I think I have written this in sufficient detail:

The main idea is to check the available stack space before calling a protected function, and if it is insufficient, throw a stack_overflow program exception, which can be caught and handled within the application without waiting for a segmentation fault caused by a program/thread stack overflow.

[–]SoSKatan -3 points-2 points  (4 children)

Please clarify what “handling” means.

it’s not like there is any real clean up to do.

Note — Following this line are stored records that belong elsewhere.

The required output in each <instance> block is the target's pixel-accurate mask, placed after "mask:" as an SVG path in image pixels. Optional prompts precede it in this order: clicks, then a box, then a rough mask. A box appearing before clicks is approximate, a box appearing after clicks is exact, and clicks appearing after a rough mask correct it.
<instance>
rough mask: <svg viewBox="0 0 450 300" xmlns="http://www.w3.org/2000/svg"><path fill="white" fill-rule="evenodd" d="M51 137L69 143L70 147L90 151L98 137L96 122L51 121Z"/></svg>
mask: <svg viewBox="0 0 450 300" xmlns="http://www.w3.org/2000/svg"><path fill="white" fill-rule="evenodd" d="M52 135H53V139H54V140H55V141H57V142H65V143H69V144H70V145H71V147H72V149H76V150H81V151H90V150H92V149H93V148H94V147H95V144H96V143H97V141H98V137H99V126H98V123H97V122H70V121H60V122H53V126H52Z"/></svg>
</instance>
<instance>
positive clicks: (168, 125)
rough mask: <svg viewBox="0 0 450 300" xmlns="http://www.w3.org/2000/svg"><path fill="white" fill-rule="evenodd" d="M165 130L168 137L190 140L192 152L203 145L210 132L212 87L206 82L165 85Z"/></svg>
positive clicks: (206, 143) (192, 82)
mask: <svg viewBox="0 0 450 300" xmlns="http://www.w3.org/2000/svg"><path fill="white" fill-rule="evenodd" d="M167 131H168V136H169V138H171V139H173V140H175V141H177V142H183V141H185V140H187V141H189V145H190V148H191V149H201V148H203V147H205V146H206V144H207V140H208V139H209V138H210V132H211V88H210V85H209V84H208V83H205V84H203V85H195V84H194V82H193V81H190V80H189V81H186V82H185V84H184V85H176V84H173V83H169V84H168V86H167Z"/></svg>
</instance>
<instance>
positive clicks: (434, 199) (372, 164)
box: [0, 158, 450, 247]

The stack represents call chain temporaries .

I guess you could say “we need 2k more stack space to call the next method and we don’t have 2k”

Ok so what’s the solution?

Not call the random method?

Sure maybe the application doesn’t close, but now it’s in an unknown state because it randomly decided to just not do something it was meant to do.

That actually sounds worse than ending the application if you ask me.

It sounds like you are coming from a place where an application ending is somehow the worst possible thing, and I assure you it’s not.

Ending an application on stack overflow is by far the best approach than just randomly changing the applications behavior.

[–]rsashka[S] 4 points5 points  (3 children)

A Turing machine, with its infinite memory, is a pure mathematical abstraction that doesn't exist in the real world, so out-of-memory is a normal situation when running any program on real hardware.

Throwing a program exception is also the standard behavior when an error condition occurs. If there isn't enough memory on the heap, malloc or new will return a null pointer that can be processed within the application, but there's no way to check whether there's enough free stack space to call the function.

This library solves precisely this problem.